I have pandas dataframe with a non-continuous date index (missing are weekends and holidays). I want to add column which would contain number of days until next day off.
Here is code generating example dataframe with desired values in till_day_off column:
import pandas as pd
df = pd.DataFrame(index=pd.date_range(start="2022-06-06", periods=15))
df["day_of_week"] = df.index.dayofweek # adding column with number of day in a week
df = df[(df.day_of_week < 5)] # remove weekends
df = df.drop(index="2022-06-15") # remove Wednesday in second week
df["till_day_off"] = [5,4,3,2,1,2,1,2,1,1] # desired values, end of column is treated as day off
Resulting dataframe:
day_of_week | till_day_off | |
---|---|---|
2022-06-06 | 0 | 5 |
2022-06-07 | 1 | 4 |
2022-06-08 | 2 | 3 |
2022-06-09 | 3 | 2 |
2022-06-10 | 4 | 1 |
2022-06-13 | 0 | 2 |
2022-06-14 | 1 | 1 |
2022-06-16 | 3 | 2 |
2022-06-17 | 4 | 1 |
2022-06-20 | 0 | 1 |
Real dataframe has over 7_000 rows so obviously I am trying to avoid iteration over rows.
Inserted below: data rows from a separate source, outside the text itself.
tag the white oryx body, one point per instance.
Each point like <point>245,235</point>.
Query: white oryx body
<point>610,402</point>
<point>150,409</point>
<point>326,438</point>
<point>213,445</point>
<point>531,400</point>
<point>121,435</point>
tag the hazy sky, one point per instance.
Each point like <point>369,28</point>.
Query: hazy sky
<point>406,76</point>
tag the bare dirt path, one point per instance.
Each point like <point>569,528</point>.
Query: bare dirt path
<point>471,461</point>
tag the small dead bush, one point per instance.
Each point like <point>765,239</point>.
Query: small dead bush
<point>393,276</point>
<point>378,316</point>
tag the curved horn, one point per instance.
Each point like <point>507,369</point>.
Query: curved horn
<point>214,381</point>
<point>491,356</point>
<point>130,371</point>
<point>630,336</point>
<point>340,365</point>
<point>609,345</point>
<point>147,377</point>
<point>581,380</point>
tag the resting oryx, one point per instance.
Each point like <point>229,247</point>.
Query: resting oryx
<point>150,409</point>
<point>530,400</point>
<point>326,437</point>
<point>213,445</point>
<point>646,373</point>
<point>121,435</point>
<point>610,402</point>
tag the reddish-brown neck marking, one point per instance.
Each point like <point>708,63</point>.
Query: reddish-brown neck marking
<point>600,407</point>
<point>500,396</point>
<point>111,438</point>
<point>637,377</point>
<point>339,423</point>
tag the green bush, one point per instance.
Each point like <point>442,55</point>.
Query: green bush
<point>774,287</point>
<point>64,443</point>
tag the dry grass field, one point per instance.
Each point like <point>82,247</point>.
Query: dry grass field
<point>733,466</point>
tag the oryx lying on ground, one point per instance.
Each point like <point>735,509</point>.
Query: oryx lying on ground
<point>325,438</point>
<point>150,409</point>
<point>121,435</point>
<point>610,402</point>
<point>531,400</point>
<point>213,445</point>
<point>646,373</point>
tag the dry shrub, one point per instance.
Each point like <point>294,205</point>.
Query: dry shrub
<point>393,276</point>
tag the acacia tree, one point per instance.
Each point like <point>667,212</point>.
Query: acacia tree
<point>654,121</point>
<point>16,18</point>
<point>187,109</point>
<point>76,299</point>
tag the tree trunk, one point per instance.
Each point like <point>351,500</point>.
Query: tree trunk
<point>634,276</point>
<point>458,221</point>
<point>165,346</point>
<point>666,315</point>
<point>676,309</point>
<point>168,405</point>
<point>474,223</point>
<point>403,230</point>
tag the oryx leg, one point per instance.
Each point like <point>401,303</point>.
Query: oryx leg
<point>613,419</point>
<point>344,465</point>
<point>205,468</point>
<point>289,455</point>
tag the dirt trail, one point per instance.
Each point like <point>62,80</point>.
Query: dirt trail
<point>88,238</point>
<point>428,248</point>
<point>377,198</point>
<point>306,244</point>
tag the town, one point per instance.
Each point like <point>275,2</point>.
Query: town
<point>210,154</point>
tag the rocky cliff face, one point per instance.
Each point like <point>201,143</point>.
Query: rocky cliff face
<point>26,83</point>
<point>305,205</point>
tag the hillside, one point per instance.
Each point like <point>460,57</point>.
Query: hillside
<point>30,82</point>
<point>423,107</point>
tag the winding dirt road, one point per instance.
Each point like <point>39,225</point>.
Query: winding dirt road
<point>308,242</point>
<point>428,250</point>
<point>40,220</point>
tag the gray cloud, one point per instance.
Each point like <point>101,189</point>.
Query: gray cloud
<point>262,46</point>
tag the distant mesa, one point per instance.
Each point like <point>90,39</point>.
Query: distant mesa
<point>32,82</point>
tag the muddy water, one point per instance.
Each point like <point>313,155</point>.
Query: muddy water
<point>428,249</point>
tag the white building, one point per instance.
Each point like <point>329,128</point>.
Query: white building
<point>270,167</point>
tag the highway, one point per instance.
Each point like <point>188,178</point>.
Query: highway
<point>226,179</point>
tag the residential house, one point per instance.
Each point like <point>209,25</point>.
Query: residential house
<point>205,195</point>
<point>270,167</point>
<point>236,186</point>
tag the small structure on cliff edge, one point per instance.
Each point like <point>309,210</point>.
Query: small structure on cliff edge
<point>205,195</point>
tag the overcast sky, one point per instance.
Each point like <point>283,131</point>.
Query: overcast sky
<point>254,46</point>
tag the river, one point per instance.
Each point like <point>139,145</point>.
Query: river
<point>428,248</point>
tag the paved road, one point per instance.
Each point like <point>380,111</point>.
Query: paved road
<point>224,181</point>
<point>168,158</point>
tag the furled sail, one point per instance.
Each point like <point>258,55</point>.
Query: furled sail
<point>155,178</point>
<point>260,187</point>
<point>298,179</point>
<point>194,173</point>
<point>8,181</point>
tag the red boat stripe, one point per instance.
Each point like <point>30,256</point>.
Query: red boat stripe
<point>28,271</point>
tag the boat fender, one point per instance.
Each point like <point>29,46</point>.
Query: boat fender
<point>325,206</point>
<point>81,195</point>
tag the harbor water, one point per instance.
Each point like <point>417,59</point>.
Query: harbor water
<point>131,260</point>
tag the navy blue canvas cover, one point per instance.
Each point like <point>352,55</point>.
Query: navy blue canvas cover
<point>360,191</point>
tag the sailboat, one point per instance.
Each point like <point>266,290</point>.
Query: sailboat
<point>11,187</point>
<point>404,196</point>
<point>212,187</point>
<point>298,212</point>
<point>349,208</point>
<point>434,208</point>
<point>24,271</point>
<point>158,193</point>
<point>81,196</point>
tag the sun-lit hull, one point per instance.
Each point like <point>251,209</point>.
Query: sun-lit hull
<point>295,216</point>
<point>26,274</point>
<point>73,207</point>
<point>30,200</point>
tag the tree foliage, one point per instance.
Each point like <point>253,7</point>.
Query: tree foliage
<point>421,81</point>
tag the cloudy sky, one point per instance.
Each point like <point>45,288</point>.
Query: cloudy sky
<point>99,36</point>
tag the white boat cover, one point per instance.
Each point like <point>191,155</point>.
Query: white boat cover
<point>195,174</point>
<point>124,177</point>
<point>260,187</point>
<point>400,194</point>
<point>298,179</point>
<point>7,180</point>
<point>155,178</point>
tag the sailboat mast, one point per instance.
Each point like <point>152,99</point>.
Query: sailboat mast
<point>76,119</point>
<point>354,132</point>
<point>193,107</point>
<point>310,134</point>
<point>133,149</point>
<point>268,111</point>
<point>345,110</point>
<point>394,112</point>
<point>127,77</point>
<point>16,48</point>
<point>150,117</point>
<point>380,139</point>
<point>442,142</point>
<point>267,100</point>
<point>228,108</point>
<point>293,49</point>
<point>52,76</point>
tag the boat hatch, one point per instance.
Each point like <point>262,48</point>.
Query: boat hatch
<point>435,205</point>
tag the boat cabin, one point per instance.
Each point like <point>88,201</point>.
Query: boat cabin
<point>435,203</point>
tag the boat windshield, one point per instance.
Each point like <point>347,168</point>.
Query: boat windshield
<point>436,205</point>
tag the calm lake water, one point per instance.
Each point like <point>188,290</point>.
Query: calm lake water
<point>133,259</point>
Any idea how to tackle the issue?
CodePudding user response:
Assuming a sorted input (if not, sort it by days), you can use a mask to identify consecutive days and use it to group them and compute a cumcount:
mask = (-df.index.to_series().diff(-1)).eq('1d').iloc[::-1]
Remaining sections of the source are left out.